Il 21 agosto del 1968 Antonino Lo Bianco e Barbara Locci vengono uccisi mentre sono appartati nelle campagne vicino al cimitero di Signa. Il figlio di Locci, Natalino, si trova sul sedile posteriore mentre i due amoreggiano e viene risparmiato. Questo è tradizionalmente il delitto in cui compare per la prima volta la pistola Beretta calibro 22 con cui il Mostro di Firenze firmerà i sette duplici omicidi successivi, dal 1974 al 1985. L’arma non è stata mai ritrovata. Mentre un proiettile ritrovato nel suo giardino farà parte delle prove nei confronti di Pietro Pacciani. Morto in attesa del processo d’appello dopo l’annullamento della sua assoluzione da parte della Cassazione. Mentre Mario Vanni e Giancarlo Lotti sono stati condannati all’ergastolo e a 26 anni di reclusione. Oggi il Dna di uno sconosciuto riapre l’inchiesta che è durata vent’anni.

Il Dna

A 30 anni dall’omicidio di Scopeti, dove persero la vita Nadine Mauriot e Jean Michel Kraveichvili, un proiettile conficcato nel cuscino della tenda dei due ragazzi è stato ritrovato il 30 giugno 2015. Il proiettile, denominato V3, è stato esaminato nel 2018 da una équipe guidata dal genetista Ugo Ricci. La squadra di medici ha individuato un profilo ricorrente, mescolato a un secondo profilo sconosciuto. L’ematologo italiano Lorenzo Iovino ha analizzato le sequenze del Dna. «Il secondo Dna sul reperto V3 non solo non è compatibile con quello delle vittime e del secondo perito balistico che aveva maneggiato il reperto, ma neanche con quello di alcuni indagati, o delle tracce di Dna di altri sconosciuti isolate da Ricci sui pantaloni di Jean Michel e sulla tenda», dice Iovino all’edizione fiorentina di Repubblica.

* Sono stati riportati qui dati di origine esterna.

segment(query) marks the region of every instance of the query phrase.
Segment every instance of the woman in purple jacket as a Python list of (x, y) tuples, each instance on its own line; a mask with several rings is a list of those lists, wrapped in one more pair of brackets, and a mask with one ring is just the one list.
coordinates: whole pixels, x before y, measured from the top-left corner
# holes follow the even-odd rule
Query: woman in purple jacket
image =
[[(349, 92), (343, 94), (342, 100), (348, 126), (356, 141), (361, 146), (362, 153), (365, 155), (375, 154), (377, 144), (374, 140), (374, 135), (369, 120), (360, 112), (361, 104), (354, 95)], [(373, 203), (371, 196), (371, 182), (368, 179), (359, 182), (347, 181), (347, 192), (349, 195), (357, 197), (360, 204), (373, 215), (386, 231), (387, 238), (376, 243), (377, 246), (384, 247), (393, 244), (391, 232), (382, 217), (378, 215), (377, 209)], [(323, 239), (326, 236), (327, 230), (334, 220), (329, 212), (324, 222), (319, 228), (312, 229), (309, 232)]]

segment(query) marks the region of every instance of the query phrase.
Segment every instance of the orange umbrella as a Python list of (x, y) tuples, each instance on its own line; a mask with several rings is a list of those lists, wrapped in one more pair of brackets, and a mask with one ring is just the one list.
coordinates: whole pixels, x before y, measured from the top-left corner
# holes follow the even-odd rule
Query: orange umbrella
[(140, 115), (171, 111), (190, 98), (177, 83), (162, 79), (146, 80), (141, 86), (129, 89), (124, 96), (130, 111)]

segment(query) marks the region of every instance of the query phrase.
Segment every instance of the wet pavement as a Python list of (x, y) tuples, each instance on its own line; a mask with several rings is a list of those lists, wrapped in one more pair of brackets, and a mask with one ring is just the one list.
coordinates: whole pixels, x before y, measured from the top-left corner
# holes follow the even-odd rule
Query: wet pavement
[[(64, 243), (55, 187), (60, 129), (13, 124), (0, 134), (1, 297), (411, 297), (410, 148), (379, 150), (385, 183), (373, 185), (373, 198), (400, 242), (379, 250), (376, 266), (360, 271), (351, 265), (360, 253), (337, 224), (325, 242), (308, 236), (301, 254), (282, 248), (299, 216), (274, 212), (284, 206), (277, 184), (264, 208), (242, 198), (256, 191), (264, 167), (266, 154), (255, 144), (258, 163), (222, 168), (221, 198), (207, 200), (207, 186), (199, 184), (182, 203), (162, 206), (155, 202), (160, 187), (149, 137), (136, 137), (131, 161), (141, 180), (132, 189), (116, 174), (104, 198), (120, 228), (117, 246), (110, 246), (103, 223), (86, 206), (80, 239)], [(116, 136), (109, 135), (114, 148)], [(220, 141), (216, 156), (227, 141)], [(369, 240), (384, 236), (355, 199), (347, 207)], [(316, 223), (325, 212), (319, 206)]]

La sequenza e gli altri delitti

In più la sequenza ottenuta ricorre in modo parziale anche sui proiettili di altri due duplici omicidi. Ovvero quelli di Horst Wilhelm Meyer e Jens-Uwe Rüsch (9 settembre 1983) e di Pia Rontini e Claudio Stefanacci (29 luglio 1984). «Il Dna dell’assassino potrebbe essere rimasto impresso mentre incamerava i proiettili», aggiunge il medico, che ha costantemente aggiornato dei suoi studi l’avvocato Vieri Adriani. «Alcuni delitti (come il primo del 1968) non sono stati coperti da giudicato, e le sentenze stesse hanno ipotizzato una pluralità di attori. Per questo sarebbe fondamentale utilizzare a pieno i risultati delle consulenze genetiche già svolte».

Un profilo sconosciuto

Il profilo sconosciuto, spiega ancora Iovino, emerge per sottrazione. E sarebbe importante, spiega l’esperto, compararlo con quello di Stefania Pettini, che fu uccisa a Vicchio il 14 settembre 1974 con Pasquale Gentilcore. «Sappiamo dalla consulenza medico-legale che potrebbe aver lottato con l’assassino. Non è impossibile pensare che ci siano campioni biologici sotto le sue unghie», dice ancora Iovino. Per questo Adriani si prepara a chiedere ai familiari della ragazza la riesumazione del corpo. «Certo, è possibile che non si trovi nulla, per il tempo trascorso o per lo stato di conservazione del cadavere troppo deteriorato. O che, anche in caso di esito positivo, il Dna possa essere incompleto o non comparabile. Resta il fatto che nei casi non risolti bisogna tentare tutto il tentabile. Confrontandomi con esperti del settore medico-legale, confermo che la ripetizione dell’autopsia è altamente auspicabile», conclude.